Совсем ничего не было слышно. Так она не поймет, уехал он или нет, так можно пролежать до послезавтра и еще лет двести, пока Степка сам не догадается вернуться домой. В том смысле, что он самостоятельно удерет от суслика. Он может, ее Степка, он сильный парень, весь в отца, неужели он не придумает, как удрать?! Действительно, можно и полежать, подождать, правда, с кирпичом на голове не очень удобно. И еще что-то колет под грудью. Будто у сердца выросли шипы, такие длинные, острые колючки, много-много…

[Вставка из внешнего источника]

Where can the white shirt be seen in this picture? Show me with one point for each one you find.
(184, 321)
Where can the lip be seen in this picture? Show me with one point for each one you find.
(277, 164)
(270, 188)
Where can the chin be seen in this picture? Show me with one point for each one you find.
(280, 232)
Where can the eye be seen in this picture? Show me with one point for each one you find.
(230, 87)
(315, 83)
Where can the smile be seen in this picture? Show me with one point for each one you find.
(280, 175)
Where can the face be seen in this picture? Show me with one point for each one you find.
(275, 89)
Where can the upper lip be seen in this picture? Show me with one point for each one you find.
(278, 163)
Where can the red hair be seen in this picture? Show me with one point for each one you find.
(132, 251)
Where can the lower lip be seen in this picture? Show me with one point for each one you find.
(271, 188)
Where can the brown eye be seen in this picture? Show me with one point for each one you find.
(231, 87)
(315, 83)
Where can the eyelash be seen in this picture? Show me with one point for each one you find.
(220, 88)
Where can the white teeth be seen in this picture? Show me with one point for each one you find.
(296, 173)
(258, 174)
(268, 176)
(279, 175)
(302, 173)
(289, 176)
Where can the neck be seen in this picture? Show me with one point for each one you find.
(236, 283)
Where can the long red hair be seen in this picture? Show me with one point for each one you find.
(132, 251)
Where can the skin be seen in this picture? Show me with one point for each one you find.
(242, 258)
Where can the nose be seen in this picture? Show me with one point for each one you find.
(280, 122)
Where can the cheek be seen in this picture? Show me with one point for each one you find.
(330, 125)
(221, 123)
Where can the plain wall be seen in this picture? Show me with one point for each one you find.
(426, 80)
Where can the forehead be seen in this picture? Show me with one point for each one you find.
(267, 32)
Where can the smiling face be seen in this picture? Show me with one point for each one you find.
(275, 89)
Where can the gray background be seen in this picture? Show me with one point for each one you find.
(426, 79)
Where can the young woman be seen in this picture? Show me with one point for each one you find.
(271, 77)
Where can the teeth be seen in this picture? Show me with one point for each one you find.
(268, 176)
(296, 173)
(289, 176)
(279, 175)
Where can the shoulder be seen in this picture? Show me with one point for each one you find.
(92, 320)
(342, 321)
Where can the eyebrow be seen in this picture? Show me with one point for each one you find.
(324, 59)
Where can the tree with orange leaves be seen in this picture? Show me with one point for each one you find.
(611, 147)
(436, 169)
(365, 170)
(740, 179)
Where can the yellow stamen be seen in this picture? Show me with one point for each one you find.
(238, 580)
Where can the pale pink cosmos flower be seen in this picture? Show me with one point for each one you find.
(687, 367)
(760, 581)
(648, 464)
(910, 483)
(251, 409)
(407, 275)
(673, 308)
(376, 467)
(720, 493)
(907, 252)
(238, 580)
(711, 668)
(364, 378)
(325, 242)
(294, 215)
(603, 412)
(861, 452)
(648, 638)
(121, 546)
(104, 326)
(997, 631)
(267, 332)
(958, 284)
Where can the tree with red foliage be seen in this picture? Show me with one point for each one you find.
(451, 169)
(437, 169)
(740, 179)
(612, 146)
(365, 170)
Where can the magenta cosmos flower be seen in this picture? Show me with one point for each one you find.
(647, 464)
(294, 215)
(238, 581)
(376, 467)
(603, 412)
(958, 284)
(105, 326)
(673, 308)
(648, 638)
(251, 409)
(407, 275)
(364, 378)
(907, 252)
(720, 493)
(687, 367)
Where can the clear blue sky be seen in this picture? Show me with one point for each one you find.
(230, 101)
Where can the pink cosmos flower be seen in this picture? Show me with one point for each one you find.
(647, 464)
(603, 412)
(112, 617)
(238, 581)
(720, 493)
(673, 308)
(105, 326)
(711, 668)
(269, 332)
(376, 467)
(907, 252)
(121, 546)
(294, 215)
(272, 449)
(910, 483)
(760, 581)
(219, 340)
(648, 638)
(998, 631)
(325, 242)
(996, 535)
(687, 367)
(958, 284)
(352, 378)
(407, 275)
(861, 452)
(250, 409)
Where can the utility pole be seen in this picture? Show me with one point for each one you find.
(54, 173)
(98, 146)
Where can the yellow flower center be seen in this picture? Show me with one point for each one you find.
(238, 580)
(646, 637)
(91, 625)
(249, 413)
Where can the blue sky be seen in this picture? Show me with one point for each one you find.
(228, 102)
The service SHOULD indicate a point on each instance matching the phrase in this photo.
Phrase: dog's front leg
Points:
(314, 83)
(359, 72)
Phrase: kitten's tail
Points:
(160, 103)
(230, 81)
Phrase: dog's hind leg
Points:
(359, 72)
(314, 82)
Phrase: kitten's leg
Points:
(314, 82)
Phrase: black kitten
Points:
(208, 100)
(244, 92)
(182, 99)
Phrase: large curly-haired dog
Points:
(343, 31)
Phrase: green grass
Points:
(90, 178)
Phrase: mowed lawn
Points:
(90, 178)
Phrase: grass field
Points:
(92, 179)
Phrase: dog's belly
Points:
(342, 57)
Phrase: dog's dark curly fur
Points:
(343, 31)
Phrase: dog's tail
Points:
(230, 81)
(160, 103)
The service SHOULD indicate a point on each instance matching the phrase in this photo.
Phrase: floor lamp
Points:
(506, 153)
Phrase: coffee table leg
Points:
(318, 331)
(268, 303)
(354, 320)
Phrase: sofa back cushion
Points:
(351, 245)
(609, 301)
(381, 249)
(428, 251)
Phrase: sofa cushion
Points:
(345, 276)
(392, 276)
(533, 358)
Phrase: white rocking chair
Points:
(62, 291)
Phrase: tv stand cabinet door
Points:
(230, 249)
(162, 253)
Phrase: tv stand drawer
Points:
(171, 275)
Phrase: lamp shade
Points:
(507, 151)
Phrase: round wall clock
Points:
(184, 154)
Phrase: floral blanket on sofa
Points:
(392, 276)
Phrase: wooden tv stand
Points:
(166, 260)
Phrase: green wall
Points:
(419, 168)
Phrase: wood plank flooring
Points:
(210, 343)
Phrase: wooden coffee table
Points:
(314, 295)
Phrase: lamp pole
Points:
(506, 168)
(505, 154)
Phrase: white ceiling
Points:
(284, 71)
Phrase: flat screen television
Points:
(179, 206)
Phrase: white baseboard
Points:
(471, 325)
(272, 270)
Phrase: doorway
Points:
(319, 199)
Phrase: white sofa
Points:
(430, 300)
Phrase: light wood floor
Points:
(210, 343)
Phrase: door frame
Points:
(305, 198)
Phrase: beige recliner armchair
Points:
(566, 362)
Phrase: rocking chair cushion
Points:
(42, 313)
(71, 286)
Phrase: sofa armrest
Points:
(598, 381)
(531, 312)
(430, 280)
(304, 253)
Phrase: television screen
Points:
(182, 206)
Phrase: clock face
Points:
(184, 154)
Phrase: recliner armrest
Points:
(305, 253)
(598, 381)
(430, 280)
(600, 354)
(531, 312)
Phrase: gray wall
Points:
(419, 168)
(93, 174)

Не сердце это вовсе, а настоящая противотанковая мина. Танк уже проехал, и мина сейчас взорвется. Сию секунду. И Дашке придется отряхиваться от ошметков, которые брызнут ей в лицо и запачкают кровать.

— Андрюха! — сразу узнал его Соловьев. — Как жизнь?

Комолов, в это время лавируя между машинами, теснее прижал мобильный к уху и протрубил в ответ что-то неразборчивое.

— Надо встретиться, Кит, — добавил он уже вполне отчетливо.

— Посидеть? Покурить? — весело отозвался старый приятель.

— По делу, — возразил Андрей, — ты сейчас где находишься?

— В офисе, — отозвался Никита слегка разочарованно, но через мгновение в его голосе зазвучали стальные, решительные нотки, — у тебя что-то серьезное?

— Серьезней не бывает.

Спустя полчаса Андрей сидел в кабинете бывшего оперативника Соловьева, а ныне — владельца сыскного агентства, весьма известного в городе и за его пределами.

Никита слушал друга внимательно и молча, тоскливо замечая, как он изменился и постарел. Землистый оттенок лица, запущенная щетина, резкие, неловкие движения, отрывистая речь — все это было как будто от другого человека. Андрея Соловьев помнил уверенным и сильным мужиком, а сейчас перед ним сидел изможденный старик.

— Мне нужны люди, Кит, — в завершении своего короткого рассказа сказал Андрей, глядя в пол.

— Давай я тебе кофе сделаю. — Никита поднялся и, не обращая внимания на досадливые, нетерпеливые гримасы приятеля, щелкнул чайником, подкатил к креслу сервировочный столик, на котором красовались большие фарфоровые чашки и пепельница в виде дракона.

— Ты сколько не спал? — спросил вдруг Соловьев.

Андрей неопределенно повел могучими плечами.

— Какая разница? Людей дашь?

— Андрюха, это не вопрос, — почему-то рассердился Соловьев, — что ты мне здесь нюни жуешь? Тебе надо, значит, будет. Сколько сахара положить?